You are playing a note that has a fundamental frequency of 440.00 Hz on a guitar string of length 59.1 cm. At the same time, your friend plays a fundamental note on an open organ pipe, and 4.0 beats per seconds are heard. The mass per unit length of the string is 1.93 g/m. Assume the velocity of sound is 343 m/s.
a) When the guitar string is tightened, the beat frequency decreases. Find the original tension in the string.
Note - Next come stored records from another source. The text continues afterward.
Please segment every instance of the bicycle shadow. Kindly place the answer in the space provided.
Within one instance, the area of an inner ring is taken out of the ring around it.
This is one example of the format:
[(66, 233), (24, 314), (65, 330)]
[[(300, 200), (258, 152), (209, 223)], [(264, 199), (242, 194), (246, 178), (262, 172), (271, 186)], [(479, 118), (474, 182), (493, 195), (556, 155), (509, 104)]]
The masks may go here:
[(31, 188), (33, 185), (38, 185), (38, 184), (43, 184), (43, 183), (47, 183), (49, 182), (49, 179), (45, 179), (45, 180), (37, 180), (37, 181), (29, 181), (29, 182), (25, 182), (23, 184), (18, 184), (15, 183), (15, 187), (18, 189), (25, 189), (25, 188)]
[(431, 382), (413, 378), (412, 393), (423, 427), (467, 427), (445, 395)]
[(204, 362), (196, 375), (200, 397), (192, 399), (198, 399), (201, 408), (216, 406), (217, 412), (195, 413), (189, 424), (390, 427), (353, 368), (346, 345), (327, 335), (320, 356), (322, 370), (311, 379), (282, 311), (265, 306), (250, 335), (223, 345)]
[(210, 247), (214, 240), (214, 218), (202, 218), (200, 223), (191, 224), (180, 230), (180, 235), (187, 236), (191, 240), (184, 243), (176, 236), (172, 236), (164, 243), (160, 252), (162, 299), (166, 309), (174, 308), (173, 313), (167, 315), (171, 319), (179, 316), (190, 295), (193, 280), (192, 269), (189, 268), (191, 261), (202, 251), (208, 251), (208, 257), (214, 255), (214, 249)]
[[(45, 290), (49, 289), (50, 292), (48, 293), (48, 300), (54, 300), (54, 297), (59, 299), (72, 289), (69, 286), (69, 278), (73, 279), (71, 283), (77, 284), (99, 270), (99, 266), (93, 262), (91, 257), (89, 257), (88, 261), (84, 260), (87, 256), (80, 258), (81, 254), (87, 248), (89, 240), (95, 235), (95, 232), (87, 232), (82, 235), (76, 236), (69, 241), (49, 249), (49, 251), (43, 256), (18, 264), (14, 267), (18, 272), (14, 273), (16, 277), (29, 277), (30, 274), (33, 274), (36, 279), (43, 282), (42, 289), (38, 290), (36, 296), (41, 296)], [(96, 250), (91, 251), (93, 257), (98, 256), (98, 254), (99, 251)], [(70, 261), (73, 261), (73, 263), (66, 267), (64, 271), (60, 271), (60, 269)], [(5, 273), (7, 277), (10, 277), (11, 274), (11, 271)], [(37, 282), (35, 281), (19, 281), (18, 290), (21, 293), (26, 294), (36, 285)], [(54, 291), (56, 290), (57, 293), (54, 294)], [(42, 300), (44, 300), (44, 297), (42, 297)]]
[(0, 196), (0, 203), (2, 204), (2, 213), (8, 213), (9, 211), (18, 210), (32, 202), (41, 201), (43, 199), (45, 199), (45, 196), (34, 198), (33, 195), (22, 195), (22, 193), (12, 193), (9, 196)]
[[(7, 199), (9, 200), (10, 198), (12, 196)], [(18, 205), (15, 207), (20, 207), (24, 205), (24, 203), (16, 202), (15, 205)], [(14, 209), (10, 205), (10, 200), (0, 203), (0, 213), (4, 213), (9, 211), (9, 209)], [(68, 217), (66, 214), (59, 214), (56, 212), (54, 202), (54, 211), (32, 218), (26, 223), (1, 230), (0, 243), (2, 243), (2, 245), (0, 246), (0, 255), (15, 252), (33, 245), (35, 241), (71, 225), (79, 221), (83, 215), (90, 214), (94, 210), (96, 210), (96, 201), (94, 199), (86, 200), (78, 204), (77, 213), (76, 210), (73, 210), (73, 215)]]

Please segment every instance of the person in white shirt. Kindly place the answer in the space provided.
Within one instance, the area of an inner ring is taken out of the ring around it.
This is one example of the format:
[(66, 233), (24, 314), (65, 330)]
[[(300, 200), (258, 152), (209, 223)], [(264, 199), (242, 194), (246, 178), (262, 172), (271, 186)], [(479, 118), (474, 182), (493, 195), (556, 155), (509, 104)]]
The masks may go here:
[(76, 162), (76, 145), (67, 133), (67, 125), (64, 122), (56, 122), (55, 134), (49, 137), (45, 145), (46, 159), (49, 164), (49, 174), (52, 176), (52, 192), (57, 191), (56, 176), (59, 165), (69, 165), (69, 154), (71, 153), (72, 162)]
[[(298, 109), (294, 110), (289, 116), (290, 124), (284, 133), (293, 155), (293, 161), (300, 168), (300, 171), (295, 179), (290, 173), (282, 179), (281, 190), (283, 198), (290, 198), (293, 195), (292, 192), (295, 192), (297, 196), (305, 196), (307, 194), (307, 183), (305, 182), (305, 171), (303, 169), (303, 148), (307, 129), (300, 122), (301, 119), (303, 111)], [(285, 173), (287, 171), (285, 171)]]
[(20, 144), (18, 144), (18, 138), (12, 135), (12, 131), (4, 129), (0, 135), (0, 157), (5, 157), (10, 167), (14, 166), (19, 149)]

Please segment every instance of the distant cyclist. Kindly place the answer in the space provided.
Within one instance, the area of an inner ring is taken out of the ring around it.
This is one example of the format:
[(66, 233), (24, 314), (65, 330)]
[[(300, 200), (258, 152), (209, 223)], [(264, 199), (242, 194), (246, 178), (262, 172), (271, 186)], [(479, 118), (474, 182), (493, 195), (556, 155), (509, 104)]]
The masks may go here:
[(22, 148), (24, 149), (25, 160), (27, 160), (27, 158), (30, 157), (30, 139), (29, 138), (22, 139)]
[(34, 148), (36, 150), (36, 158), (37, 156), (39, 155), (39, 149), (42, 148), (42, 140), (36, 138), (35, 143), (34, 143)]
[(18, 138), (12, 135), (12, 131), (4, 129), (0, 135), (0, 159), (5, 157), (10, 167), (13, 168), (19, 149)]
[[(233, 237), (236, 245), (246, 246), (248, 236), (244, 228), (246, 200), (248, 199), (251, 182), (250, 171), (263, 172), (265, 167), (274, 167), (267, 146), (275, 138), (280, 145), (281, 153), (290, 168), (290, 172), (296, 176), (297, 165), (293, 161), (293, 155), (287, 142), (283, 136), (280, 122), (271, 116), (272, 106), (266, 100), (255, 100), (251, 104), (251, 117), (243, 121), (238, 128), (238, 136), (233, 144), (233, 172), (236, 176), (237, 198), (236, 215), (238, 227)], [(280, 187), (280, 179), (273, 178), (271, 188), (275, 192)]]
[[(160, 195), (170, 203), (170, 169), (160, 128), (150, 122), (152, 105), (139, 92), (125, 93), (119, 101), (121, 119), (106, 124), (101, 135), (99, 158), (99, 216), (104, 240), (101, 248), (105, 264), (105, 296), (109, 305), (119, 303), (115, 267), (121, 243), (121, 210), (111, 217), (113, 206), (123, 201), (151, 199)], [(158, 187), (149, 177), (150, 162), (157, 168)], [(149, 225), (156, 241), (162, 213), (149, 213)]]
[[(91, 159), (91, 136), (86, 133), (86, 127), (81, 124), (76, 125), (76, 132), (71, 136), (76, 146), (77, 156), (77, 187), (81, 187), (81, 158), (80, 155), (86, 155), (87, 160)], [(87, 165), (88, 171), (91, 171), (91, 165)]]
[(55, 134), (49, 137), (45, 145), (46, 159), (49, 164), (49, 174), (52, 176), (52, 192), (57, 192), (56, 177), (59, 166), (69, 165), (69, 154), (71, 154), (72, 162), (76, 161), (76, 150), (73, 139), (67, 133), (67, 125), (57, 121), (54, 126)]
b)What is the length of the organ pipe?
a. well, beats are result of either a freq of 440+-4, but it is low, so f=436hz
you know half wavelength = 59.1cm
you know mass per length. You do not know wave velocity on the string.
Use http://hyperphysics.phy-astr.gsu.edu/hbase/waves/string.html
solve for wave velocity first:
wavevelocity=2*length*frequency
b. Pipe organ, open pipe, lambda=2*length
you know frequency 440hz, solve for wavlength, lambda=speedsoundinAir/freq
now knowing wavelength, solve for length (lambda/2)
a) To find the original tension in the guitar string, we need to calculate the beat frequency. The beat frequency is the difference between the frequencies of the two notes being played. In this case, the beat frequency is given as 4.0 beats per second.
Let's assume the frequency of the note played on the organ pipe is f1. The beat frequency can be calculated using the formula:
Beat frequency = |f1 - 440.00 Hz|
Since the beat frequency is positive, we can conclude that the frequency of the note played on the organ pipe (f1) is greater than 440.00 Hz.
Now, we need to calculate the frequency of the note played on the organ pipe. Using the formula for the fundamental frequency of an open organ pipe:
f1 = (v/2L),
where v is the velocity of sound (343 m/s) and L is the length of the organ pipe.
Let's assume the length of the organ pipe is L1. Putting it all together, we have:
f1 = (343 m/s) / (2 * L1).
Since we know the beat frequency is 4.0 beats per second and the frequency of the note played on the guitar string is 440.00 Hz, we can write:
f1 - 440.00 Hz = 4.0 Hz.
Now we have two equations:
f1 = (343 m/s) / (2 * L1) (equation 1)
f1 - 440.00 Hz = 4.0 Hz (equation 2)
Solving equation 2 for f1:
f1 = 444.00 Hz.
Substituting this into equation 1:
444.00 Hz = (343 m/s) / (2 * L1).
Rearranging the equation:
2 * L1 = (343 m/s) / 444.00 Hz,
L1 = (343 m/s) / (444.00 Hz * 2).
Now we can calculate the length of the organ pipe, L1.
b) Substituting the given values into the equation:
L1 = (343 m/s) / (444.00 Hz * 2).
L1 ≈ 0.386 m.
So, the length of the organ pipe is approximately 0.386 meters.